This post was updated May 14 at 11:41 p.m.
Experts on policing and civil rights law condemned law enforcement’s use of force during the police-led sweep of the Palestine solidarity encampment and its subsequent arrest of pro-Palestine protesters.
Law enforcement agencies, led by UCPD and including LAPD, swept the encampment early in the morning of May 2, arresting more than 200 students. Officers used flash bangs, rubber bullets, batons and tear gas on protesters to breach the encampment. The forceful sweep followed aggressors violently attacking the encampment the night before, assaulting pro-Palestine protesters by throwing fireworks and tear gas into the area for over three hours without police intervention.
Michael Sierra-Arévalo, a professor of sociology at the University of Texas at Austin, said UCLA’s administration and UCPD should have worked harder to deescalate the situation and communicate with the encampment’s organizers before using force. Research in crowd psychology and police response shows that negotiation is the best approach to handling protests, added Sierra-Arévalo, author of the book “The Danger Imperative: Violence, Death, and the Soul of Policing.”
Because police officers receive minimal training on how to address protests, they often resort to what they are trained in the most, which is the threat and use of violence, Sierra-Arévalo said. However, the amount of force used at UCLA was a stark escalation from how police departments on university campuses normally act in response to peaceful protests, he added.
“You don’t preemptively escalate to full riot gear, helmets, shields, shin guards, pepper spray,” Sierra-Arévalo said. “That is actually creating a circumstance that is much more likely to result in violent conflict and is not conducive to avoiding the escalation of protest.”
Some experts alleged that certain police actions at UCLA violated state law. Carol Sobel, a civil rights attorney, said the police’s use of excessive force on peaceful protesters violated Assembly Bill 48, which states that law enforcement agencies in California can only use less-than-lethal ammunition if someone violently resists arrest or presents an immediate threat of serious harm.
Less-than-lethal rounds still have the potential to cause serious injury, Sierra-Arévalo said. At a Faculty for Justice in Palestine at UCLA press conference Thursday outside of Charles E. Young Research Library, a medic who treated patients the night of the sweep said they evaluated over a dozen students for rubber bullet injuries, such as bone fractures, golf-ball sized contusions, and eye, scalp, face and body lacerations.
“It’s less likely to be lethal, but it’s not non-lethal,” Sierra-Arévalo said. “What’s not clear to me is that what was happening on the UCLA campus or on other campuses was anywhere near the level of physical resistance that I, as an expert in policing, or frankly, what a reasonable officer would think is necessary.”

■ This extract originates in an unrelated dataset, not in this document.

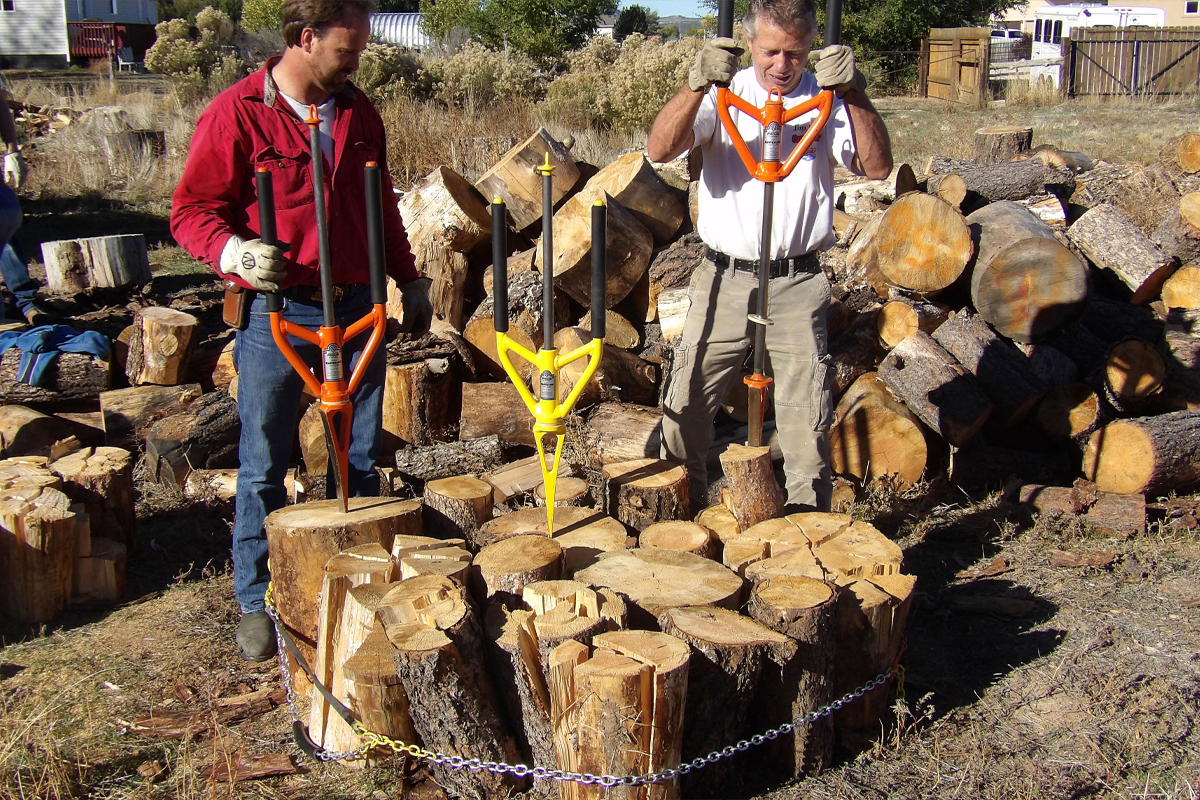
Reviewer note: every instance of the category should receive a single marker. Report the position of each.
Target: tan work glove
(837, 71)
(715, 62)
(259, 265)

In addition to the excess use of force, Sierra-Arévalo questioned the length of time it took for UCPD and LAPD to respond to aggressors’ violent April 30 attack of the encampment. The attack began around 10:50 p.m., when counter-protesters started throwing fireworks and tear gas into the encampment. Vice Chancellor for Strategic Communications Mary Osako said at 12:12 a.m. in a statement that law enforcement had been called for immediate support. However, police did not intervene until more than two hours later.
Nearly a week after protesters were arrested during the encampment sweep, police officers also arrested 44 people – including pro-Palestine protesters, community members, legal observers and non-Daily Bruin journalists – before a planned sit-in at Moore Hall on May 6. Protesters in the group were in possession of metal pipes, bolt cutters and epoxy adhesives, according to a statement by UCPD.

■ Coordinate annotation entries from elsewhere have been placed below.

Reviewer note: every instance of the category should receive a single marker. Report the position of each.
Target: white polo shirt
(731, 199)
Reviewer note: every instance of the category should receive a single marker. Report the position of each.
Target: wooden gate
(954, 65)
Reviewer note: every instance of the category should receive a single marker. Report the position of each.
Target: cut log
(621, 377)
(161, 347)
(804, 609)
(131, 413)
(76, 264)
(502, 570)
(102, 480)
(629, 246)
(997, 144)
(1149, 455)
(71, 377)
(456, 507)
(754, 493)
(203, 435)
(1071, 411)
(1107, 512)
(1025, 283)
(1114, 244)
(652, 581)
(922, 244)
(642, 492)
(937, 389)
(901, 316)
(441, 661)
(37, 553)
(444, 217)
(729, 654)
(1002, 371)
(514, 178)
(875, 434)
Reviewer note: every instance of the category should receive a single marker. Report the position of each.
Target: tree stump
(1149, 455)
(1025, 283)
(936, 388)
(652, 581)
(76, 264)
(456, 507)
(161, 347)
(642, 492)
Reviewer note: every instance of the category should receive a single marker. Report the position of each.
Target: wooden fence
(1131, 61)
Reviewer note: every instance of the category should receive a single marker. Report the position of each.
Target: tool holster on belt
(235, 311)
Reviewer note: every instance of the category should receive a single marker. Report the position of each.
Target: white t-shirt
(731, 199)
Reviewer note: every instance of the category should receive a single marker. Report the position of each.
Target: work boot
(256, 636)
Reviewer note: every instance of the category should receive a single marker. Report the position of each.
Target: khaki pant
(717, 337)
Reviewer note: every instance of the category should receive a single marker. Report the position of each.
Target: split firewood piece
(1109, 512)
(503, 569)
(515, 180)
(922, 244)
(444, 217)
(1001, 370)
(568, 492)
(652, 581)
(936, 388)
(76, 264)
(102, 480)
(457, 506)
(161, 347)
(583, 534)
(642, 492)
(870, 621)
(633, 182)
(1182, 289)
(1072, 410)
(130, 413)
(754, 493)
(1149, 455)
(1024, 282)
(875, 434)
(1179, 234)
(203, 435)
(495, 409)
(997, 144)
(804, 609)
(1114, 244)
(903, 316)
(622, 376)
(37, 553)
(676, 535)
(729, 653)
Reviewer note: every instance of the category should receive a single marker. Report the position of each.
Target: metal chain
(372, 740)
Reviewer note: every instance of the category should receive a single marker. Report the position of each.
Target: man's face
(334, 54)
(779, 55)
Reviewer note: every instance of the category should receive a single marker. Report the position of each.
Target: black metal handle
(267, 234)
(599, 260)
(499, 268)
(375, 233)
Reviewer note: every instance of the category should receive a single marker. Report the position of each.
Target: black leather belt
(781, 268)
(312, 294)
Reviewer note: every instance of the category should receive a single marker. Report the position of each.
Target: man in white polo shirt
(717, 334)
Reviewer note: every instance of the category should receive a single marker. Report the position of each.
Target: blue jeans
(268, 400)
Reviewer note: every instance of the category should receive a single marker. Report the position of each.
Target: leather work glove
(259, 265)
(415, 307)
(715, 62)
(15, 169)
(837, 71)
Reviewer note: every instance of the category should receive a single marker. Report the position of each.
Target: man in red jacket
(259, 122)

One reason those arrested May 6 were cited with conspiracy to commit burglary rather than trespassing could be that police wanted to acquire search warrants for their phones, said Susan Seager, an adjunct professor of law at UC Irvine.
“I’m concerned that the police are getting and maybe have already gotten search warrants to search the phones based on this supposed conspiracy among the students to commit burglary,” she said. “It’s a complete overreach and abuse of power.”
UCPD arrested a freelance journalist along with the protesters, which Seager said she believed was unlawful under Penal Code 409.7, which allows authorized members of the press to go past police and skirmish lines when reporting. She added that it would also be illegal to search the journalist’s phone.
“It defies belief that he was engaged in a conspiracy to commit a burglary when he was simply filming UCLA police in a public parking lot,” she said in an email to UCPD acquired by the Daily Bruin. “UCLA should ask the LAPD to release him immediately and withdraw the citation against him.”
As the university tries to move forward, UCLA administration, UCPD and LAPD should be transparent about who made the decisions to deploy force, Sierra-Arévalo said. In response to last week’s events, Chancellor Gene Block announced the creation of the Office of Campus Safety led by newly-appointed vice chancellor Rick Braziel, which would take over management of the UCPD from Administrative Vice Chancellor Michael Beck’s office.
“I would like an accounting of who made decisions when and why, and that should cut across the university,” Sierra-Arévalo said. “It should cut across the UCPD on the UCLA campus. It should cut across the LAPD and any other agencies involved.”